12 graduates awarded library prizes for best senior essays
Each year, the library invites Yale College seniors to submit their senior essays for consideration to win one of three prizes for excellence: the Harvey M. Applebaum ’59 Award, the Diane Kaplan Memorial Prize, and the Yale Library Map Prize. The winners are selected by librarians or faculty members, and the prizes are funded by Beinecke Rare Book and Manuscript Library.
The prizewinners are each awarded a cash prize in the amount of $500 (honorable mention recipients receive $250), and all winners’ essays are published on EliScholar, Yale Library’s digital platform for scholarly publishing. As is the tradition, students receive their awards at their residential commencement ceremonies.
The Harvey M. Applebaum ’59 Award
The Harvey M. Applebaum ’59 Award recognizes a student whose senior essay or capstone project substantially draws on national government information or intergovernmental organization (IGO) information, including documents or data. Yale Library has been a designated federal depository library since 1859.
The Applebaum award was presented to Henry H. Carroll, Davenport College, for the essay “Ship Shaping: How Congress and Industry Influenced U.S. Naval Acquisitions from 1933—1938.” Read Henry Carroll’s essay.
Honorable mention was awarded to Nina Grigg, Benjamin Franklin College, for the essay “Surveyor: Scratching for a Wild Moon.” Read Nina Grigg’s essay.
The Diane Kaplan Memorial Prize
The Diane Kaplan Memorial Prize recognizes prizewinning students’ excellent use of research materials from the library’s diverse collections and also the high quality of their writing.
Three students received the Diane Kaplan prize this year:
Leo Egger, Trumbull College, for the essay “‘Living Its Strange Life’: A Literary Biography of Margery Latimer from the Archives in 18 Scenes.” Read Leo Egger’s essay.

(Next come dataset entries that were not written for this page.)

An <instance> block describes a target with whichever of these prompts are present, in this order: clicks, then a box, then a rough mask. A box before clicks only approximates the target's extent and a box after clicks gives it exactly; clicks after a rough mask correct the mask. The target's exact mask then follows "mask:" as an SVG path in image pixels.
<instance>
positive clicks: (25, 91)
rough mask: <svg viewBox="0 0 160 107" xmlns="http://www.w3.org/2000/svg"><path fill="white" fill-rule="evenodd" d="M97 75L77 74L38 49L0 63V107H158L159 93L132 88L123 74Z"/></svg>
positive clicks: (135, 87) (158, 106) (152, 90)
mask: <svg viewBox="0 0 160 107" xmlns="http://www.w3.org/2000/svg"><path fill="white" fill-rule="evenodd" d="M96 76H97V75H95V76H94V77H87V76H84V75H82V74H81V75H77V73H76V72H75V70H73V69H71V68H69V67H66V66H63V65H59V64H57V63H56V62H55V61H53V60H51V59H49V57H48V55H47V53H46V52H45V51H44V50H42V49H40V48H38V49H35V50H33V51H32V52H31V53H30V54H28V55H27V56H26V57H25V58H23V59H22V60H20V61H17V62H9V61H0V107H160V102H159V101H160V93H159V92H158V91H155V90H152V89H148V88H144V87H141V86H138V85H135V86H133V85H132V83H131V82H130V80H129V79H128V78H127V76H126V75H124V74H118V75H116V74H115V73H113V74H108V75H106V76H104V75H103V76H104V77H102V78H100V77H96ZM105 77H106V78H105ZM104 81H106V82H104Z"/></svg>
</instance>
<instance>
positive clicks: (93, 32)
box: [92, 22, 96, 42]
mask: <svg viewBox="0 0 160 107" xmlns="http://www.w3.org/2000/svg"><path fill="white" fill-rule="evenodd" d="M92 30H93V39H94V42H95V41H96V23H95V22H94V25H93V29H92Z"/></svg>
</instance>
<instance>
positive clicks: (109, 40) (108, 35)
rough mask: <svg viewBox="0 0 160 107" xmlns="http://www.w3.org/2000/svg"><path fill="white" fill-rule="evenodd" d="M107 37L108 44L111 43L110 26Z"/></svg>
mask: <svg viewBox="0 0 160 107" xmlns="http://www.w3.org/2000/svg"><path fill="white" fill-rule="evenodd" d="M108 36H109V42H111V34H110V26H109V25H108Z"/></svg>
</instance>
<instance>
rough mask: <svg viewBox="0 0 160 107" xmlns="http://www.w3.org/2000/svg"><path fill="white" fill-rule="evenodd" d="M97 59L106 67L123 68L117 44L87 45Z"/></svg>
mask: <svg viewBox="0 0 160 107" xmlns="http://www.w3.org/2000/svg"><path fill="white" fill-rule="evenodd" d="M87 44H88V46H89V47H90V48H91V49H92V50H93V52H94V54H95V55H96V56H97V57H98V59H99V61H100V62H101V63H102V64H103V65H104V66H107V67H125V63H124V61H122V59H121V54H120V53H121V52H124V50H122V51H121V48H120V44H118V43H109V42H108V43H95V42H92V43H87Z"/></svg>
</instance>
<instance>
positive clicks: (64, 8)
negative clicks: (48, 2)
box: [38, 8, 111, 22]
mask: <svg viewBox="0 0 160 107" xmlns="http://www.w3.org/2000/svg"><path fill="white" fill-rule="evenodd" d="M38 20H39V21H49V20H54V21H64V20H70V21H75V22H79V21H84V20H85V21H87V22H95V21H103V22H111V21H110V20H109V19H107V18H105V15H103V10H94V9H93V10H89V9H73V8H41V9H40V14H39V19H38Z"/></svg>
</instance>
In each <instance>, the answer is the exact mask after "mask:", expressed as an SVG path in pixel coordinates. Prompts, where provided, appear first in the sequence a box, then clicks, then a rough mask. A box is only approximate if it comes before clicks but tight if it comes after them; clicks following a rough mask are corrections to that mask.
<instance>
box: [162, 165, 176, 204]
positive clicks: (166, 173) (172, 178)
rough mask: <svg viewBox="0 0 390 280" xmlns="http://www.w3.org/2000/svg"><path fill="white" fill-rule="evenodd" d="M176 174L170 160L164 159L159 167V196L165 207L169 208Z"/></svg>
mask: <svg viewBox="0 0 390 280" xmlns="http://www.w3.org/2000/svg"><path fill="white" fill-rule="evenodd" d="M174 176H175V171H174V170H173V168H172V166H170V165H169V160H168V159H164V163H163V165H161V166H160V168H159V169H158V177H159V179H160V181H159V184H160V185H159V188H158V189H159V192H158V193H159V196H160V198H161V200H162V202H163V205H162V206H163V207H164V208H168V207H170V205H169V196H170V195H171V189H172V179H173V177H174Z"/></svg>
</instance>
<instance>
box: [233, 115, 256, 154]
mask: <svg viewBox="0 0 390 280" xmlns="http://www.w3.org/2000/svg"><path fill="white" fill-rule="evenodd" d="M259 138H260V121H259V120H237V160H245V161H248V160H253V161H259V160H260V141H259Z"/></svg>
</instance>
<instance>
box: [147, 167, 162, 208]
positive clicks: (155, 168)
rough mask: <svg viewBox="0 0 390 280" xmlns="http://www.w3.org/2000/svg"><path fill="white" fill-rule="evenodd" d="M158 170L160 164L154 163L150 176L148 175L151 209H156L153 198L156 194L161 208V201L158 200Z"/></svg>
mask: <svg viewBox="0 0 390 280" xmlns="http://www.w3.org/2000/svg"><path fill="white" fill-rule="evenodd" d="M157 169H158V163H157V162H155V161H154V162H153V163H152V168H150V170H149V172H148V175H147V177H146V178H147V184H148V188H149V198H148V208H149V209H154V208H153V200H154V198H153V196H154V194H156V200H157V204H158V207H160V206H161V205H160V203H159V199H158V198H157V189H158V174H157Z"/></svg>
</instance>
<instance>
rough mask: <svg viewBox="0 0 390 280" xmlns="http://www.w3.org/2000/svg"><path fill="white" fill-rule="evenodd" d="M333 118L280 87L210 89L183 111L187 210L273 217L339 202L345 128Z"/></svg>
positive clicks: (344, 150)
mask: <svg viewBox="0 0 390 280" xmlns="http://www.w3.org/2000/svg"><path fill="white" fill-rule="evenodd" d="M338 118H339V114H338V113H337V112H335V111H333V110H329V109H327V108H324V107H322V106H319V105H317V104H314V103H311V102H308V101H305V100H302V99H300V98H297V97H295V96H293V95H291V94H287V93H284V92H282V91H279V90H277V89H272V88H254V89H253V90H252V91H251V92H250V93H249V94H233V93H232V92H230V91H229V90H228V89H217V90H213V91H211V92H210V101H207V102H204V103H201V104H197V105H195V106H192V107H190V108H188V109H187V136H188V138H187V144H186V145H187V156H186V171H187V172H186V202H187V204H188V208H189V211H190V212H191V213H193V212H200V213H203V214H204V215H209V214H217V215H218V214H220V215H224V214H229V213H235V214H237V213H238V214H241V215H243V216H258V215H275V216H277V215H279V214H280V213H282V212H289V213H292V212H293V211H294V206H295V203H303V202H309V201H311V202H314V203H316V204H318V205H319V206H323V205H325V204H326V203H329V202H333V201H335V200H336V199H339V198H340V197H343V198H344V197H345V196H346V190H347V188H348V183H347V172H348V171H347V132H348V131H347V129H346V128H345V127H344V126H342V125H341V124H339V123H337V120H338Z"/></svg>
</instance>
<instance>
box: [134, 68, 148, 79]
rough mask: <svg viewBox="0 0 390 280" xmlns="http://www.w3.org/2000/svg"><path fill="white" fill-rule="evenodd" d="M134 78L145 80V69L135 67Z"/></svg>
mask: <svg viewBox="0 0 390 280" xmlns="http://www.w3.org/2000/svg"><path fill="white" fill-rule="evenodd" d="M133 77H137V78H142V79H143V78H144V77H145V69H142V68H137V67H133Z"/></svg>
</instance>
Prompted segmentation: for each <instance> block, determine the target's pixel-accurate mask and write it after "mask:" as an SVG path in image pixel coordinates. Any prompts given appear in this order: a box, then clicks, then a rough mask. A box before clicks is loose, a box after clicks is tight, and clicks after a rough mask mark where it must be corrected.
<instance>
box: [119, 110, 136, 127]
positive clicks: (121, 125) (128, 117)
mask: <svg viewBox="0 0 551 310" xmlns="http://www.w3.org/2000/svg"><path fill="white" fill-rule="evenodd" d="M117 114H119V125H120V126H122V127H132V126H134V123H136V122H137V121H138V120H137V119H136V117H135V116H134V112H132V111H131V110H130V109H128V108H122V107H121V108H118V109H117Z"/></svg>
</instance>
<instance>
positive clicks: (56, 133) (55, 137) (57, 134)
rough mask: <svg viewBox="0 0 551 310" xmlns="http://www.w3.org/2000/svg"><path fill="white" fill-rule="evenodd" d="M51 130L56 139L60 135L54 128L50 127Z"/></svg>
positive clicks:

AJ Laird, Benjamin Franklin College, for the essay “Whaling Logbooks: Colonial Knowledge Acquisition in the Pacific World.” Read AJ Laird’s essay and visit the related exhibit in Sterling Memorial Library exhibition corridor.
Shira Minsk, Pauli Murray College, for the essay “Steady through Time: Ella Barksdale Brown and the Perception-Based Politics of Black Women’s Racial Uplift in 20th-Century America.” Read Shira Minsk’s essay.
The Library Map Prize
The Library Map Prize recognizes students whose senior essays or projects make use of one or more maps or charts in substantive ways. Students may either create the maps or refer to maps found online or in the library’s special collections.
This year the Map Prize was awarded to two seniors:
Lisa Dong, Pierson College, for the interactive StoryMap essay “So, Where Are Your Really From?: A Digital Humanities Repository Mapping ‘Home, Identity, and Belonging’ within the Intimacies of the Fuzhounese Experience.” View Lisa Dong’s web-based essay.
Nick McGowan, Pauli Murray College, for the essay “Rebirth: Investigating Industrial Gentrification and the Land Use Policy in Chicago’s West Loop.” Read Nick McGowan’s essay.
The Department of History Prizes
The library also stewards the funds for three American History prizes, selected by faculty members in the Department of History. This year, five prizes were awarded for best senior essays.
Julia Aerin Hornstein, Ezra Stiles College, won the Howard R. Lamar Prize for the essay “Charles ‘Minnie’ Dole: The Peak of Masculinity and the Frontier of Western Snow”; AJ Laird, Benjamin Franklin College, won a David M. Potter Prize for “Whaling Logbooks: Colonial Knowledge Acquisition in the Pacific World”; Sydney Zoehrer, Silliman College, won a David Morris Potter Prize for the essay “Adobe: Material Histories at a Crossroads in Marfa, Texas; Hilary B. Griggs, Branford College, won a Walter McClintock Prize for the essay “Does a Man’s Word or a Nation’s Word Ever Become Obsolete?’: Fighting the Floodwaters on the Fort Berthold Reservation”; Teanna Hart (Sicangu Lakota), Silliman College, won a Walter McClintock Prize for the essay “Reconciliation Is Not Enough: Looking and/as Speaking Back at Portrayals of the American Indian”; and Taylor Rose won the Frederick W. Beinecke Dissertation Prize for the essay “Battle Born: Mining, Militarization, and Native Lands in the Nevada Desert, 1860–1990.”